A questão do analfabetismo digital no Brasil

Enviada em 22/02/2022

Um conceito relativamente novo da geografia é o da quarta revolução industrial, que condiz com o aumento da robotização nos ambientes públicos com ajuda das inteligências artificiais. Esse conjunto de elementos tecnológicos formam uma nova linguagem, a linguagem digital. Desse modo, como ainda existe muita desigualdade e desinformação sobre essas tecnologias surgem os analfabetos digitais, que por não conseguirem interagir com o espaço tecnológico, estão sendo excluídos socialmente, além de serem mais propensos a espalhar notícias falsas por não entenderem os mecanismos dessa linguagem.

Primeiramente, é importante ressaltar que a tecnologia, principalmente se tratando de redes sociais, tem gírias próprias, que se interpretadas erradas podem se tornar “fake news”. Um exemplo são as “manchetes” falsas do Twitter, compartilhadas como “memes”.Assim, um analfabeto digital não tem informações e convívio com a internet o suficiente para entender certos nuances da mensagem e acaba compartilhando uma notícia falsa.

Ademais, as novas tecnologias estão ocupando espaços novos, como em bancos, escolas e lojas. Porém, os analfabetos digitais muitas vezes não conseguem interagir com esses ambientes por esses dependerem da tecnologia, excluindo uma massa de pessoas que sofrem com essa questão. Um exemplo são os caixas eletrônicos de bancos, que constantemente necessitam de funcionários para explicar a máquina para as pessoas, principalmente idosos que não têm acesso a informações tecnológicas.

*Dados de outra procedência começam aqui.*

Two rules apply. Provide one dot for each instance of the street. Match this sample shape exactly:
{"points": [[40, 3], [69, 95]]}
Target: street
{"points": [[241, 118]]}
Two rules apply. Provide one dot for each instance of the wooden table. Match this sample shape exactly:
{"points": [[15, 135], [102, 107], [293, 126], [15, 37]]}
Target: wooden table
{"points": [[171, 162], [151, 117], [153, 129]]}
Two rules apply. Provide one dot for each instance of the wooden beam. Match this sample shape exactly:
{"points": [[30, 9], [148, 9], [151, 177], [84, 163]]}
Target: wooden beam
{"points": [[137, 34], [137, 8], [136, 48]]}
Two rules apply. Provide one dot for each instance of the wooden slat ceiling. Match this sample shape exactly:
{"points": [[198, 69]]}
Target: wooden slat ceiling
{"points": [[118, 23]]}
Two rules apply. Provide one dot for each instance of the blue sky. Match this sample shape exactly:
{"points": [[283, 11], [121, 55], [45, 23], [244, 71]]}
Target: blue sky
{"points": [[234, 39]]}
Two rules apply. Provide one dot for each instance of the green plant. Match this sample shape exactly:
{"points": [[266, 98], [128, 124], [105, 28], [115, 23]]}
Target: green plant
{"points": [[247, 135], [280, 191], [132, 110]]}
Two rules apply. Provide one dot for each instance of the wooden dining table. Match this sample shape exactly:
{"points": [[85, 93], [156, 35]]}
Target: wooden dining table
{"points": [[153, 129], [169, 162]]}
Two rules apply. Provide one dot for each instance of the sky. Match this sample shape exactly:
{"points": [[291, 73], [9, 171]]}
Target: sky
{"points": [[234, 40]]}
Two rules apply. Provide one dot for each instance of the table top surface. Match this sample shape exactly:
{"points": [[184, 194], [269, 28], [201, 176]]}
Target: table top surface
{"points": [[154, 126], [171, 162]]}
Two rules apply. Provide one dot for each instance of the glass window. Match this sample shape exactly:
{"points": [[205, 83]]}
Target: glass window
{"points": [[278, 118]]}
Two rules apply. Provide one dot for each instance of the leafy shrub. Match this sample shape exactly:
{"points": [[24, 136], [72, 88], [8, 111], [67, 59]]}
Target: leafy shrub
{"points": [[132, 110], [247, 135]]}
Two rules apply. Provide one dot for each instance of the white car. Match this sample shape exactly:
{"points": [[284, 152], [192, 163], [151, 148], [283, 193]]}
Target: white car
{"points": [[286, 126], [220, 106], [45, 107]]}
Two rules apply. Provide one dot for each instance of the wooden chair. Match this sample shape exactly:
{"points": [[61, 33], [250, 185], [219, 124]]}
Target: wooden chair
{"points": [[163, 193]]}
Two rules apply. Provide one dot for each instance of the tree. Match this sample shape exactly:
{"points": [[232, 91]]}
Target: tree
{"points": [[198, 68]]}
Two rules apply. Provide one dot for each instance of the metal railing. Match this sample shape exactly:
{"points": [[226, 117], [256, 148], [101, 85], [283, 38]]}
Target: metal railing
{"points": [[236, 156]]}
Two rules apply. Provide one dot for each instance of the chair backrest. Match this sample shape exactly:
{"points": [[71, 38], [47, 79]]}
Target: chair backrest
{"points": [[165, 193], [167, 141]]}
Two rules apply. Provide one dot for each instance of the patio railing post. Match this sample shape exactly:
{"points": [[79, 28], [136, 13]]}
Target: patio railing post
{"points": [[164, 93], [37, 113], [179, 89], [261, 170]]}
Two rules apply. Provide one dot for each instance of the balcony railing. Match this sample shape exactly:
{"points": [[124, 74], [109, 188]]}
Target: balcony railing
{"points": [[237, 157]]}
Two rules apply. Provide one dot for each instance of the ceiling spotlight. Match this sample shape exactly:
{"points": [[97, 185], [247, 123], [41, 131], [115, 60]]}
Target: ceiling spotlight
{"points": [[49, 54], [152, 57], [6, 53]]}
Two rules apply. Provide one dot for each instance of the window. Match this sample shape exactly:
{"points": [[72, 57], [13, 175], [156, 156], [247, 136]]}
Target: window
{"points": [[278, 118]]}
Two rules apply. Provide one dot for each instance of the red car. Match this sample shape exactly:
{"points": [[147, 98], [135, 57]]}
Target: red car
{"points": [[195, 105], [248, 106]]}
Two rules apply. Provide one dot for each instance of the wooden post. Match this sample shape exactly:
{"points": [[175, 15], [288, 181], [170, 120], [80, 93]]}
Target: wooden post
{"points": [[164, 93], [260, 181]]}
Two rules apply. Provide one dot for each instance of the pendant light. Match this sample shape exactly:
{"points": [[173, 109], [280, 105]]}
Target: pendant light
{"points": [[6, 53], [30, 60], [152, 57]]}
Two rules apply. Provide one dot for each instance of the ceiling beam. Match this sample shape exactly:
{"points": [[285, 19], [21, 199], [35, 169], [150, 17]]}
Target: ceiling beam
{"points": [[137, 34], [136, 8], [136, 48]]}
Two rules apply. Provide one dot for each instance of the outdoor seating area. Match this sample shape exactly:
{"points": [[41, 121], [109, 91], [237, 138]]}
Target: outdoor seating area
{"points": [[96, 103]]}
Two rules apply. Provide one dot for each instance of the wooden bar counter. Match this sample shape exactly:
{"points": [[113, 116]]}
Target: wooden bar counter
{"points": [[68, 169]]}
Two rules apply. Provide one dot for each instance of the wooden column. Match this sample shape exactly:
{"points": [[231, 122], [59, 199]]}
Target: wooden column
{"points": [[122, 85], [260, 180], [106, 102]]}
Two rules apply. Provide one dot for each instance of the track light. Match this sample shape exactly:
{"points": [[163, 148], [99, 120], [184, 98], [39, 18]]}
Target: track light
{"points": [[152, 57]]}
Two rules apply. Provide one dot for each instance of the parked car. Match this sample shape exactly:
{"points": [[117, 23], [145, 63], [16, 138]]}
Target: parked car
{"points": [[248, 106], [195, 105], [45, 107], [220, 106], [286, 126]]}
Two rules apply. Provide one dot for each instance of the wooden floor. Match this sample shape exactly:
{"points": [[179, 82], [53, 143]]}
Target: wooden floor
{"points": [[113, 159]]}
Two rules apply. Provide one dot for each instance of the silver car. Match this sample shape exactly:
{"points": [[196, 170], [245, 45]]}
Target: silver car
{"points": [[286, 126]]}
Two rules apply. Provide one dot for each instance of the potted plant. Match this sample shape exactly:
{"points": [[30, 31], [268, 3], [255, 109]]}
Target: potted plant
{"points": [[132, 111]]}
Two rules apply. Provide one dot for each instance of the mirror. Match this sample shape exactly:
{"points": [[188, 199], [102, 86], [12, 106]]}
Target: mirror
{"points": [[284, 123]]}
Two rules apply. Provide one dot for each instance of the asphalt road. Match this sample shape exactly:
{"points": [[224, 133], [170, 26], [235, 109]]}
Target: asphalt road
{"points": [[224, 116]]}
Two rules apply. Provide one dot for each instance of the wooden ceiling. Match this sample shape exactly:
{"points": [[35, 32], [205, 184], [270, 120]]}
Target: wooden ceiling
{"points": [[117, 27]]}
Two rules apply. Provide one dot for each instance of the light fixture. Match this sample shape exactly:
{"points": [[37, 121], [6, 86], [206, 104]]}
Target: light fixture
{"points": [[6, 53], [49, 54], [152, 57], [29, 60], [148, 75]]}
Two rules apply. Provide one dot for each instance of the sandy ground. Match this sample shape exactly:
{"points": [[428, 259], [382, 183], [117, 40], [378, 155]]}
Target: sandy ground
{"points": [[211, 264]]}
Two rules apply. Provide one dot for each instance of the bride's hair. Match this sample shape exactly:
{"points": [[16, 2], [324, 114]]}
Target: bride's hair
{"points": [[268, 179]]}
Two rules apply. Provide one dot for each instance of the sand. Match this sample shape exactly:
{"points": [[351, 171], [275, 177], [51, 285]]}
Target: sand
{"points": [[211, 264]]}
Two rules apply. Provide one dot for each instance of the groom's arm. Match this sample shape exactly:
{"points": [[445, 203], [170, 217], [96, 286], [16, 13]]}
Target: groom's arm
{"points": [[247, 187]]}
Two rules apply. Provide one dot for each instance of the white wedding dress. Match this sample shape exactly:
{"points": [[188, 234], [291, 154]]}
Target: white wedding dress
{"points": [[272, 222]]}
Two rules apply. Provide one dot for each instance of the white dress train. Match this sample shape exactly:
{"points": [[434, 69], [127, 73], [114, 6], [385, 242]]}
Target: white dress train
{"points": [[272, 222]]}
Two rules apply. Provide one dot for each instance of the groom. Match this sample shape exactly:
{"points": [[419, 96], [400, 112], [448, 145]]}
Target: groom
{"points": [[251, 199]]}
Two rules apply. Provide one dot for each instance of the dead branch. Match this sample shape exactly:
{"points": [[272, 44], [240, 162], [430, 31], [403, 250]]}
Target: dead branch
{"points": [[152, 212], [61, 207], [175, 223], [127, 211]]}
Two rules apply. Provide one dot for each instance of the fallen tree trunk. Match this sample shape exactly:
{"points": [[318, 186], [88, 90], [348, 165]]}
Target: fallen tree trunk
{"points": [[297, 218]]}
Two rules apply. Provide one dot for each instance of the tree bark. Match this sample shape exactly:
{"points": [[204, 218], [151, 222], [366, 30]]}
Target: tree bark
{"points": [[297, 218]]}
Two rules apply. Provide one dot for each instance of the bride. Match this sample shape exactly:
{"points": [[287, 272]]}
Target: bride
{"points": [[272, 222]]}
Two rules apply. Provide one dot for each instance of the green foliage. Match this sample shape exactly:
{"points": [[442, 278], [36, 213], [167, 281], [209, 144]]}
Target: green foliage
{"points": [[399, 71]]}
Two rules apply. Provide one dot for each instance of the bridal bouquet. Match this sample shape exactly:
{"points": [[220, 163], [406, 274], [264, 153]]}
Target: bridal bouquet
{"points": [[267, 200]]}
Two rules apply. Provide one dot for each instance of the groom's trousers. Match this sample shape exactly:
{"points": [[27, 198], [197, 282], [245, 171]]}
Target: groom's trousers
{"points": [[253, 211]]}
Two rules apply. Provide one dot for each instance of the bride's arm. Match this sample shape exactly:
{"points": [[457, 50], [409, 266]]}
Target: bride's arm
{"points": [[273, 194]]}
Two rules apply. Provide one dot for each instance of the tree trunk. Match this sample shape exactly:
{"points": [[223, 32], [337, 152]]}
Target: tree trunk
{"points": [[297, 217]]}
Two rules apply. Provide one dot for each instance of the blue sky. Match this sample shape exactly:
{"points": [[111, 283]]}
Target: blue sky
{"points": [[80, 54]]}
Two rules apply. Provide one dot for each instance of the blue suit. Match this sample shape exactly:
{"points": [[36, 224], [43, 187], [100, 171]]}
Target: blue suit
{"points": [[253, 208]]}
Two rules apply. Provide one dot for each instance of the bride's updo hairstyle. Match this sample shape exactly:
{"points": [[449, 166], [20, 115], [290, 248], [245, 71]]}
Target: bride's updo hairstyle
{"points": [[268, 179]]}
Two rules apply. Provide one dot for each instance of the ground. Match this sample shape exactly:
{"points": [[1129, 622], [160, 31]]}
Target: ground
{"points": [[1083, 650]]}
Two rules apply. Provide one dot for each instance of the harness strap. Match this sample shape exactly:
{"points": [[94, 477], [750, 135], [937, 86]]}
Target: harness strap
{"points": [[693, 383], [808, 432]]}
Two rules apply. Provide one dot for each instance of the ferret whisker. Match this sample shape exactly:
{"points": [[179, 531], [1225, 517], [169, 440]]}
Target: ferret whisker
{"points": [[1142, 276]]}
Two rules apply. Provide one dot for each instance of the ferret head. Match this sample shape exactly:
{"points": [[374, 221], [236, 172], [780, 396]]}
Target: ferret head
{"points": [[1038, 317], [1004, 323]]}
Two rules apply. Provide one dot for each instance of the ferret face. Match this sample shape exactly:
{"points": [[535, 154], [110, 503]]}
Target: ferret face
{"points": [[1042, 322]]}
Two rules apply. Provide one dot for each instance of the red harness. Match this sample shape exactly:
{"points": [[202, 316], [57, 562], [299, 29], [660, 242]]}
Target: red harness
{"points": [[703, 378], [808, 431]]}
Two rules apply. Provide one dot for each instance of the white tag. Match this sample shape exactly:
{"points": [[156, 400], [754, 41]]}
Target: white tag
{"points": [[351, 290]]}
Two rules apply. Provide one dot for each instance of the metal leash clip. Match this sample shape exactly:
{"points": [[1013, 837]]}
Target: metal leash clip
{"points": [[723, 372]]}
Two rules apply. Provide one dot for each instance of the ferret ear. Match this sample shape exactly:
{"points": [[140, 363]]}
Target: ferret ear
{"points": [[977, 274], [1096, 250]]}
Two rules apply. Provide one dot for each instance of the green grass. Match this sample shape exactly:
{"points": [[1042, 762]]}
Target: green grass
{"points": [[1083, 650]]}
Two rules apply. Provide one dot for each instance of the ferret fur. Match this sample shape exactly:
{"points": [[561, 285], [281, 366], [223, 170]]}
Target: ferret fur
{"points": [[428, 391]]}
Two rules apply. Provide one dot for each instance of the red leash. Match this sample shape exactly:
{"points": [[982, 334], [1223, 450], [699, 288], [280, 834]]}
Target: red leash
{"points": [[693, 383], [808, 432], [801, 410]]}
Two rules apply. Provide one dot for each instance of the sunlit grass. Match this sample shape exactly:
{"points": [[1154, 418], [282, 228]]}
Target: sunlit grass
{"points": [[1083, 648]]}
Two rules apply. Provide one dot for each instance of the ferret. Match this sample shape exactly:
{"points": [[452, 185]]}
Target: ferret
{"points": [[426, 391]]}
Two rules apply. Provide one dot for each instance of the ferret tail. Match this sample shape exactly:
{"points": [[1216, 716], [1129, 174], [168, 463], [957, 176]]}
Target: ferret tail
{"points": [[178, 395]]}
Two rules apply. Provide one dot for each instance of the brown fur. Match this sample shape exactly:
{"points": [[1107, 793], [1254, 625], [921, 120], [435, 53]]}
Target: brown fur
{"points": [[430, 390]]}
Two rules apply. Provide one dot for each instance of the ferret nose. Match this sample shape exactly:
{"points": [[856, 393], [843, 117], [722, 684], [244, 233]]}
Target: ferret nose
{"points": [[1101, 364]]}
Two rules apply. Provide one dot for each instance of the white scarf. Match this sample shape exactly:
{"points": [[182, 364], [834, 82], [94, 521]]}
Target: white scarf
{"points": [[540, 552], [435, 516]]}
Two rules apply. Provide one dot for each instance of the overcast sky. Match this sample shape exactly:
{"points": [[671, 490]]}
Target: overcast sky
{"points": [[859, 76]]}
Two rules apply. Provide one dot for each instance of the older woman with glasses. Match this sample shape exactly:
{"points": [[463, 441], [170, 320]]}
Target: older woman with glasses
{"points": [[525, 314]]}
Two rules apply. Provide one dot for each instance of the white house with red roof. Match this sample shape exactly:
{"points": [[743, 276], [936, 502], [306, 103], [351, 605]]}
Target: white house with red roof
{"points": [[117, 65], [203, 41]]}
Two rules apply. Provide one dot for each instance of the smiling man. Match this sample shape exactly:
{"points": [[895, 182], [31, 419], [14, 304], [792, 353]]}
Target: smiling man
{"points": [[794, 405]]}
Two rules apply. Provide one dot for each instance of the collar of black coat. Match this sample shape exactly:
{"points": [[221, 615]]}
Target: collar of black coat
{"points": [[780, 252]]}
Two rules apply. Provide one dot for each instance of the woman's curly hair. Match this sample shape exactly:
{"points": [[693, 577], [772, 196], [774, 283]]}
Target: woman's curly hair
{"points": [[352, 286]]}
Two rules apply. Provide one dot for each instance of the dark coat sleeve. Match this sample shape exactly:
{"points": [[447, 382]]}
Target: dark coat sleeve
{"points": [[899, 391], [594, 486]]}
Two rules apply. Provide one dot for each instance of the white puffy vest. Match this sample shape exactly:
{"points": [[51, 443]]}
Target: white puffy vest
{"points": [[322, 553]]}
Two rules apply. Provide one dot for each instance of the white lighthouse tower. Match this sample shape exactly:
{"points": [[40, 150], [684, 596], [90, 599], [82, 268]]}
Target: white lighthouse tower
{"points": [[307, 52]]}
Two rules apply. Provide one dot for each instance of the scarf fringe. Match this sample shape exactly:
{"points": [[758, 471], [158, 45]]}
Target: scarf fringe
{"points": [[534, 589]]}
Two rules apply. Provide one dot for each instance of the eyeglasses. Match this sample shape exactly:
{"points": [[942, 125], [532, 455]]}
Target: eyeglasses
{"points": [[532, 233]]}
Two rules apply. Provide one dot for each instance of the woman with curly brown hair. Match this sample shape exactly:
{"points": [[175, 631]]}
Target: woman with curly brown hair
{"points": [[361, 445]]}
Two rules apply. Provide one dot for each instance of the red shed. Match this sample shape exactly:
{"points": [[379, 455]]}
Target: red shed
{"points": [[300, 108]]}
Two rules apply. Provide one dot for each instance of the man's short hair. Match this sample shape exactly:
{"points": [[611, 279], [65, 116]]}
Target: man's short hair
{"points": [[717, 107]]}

Tendo visto os argumentos apresentados, é necessário que o MEC insira no currículo escolar dos brasileiros aulas de informática, a fim de evitar o analfabetismo digital, prevenindo a disseminação de fake news. Além da contratação de funcionários da área de tecnologia para auxiliar os cidadãos que não sabem lidar com algum tipo de sistema, evitando a exclusão social.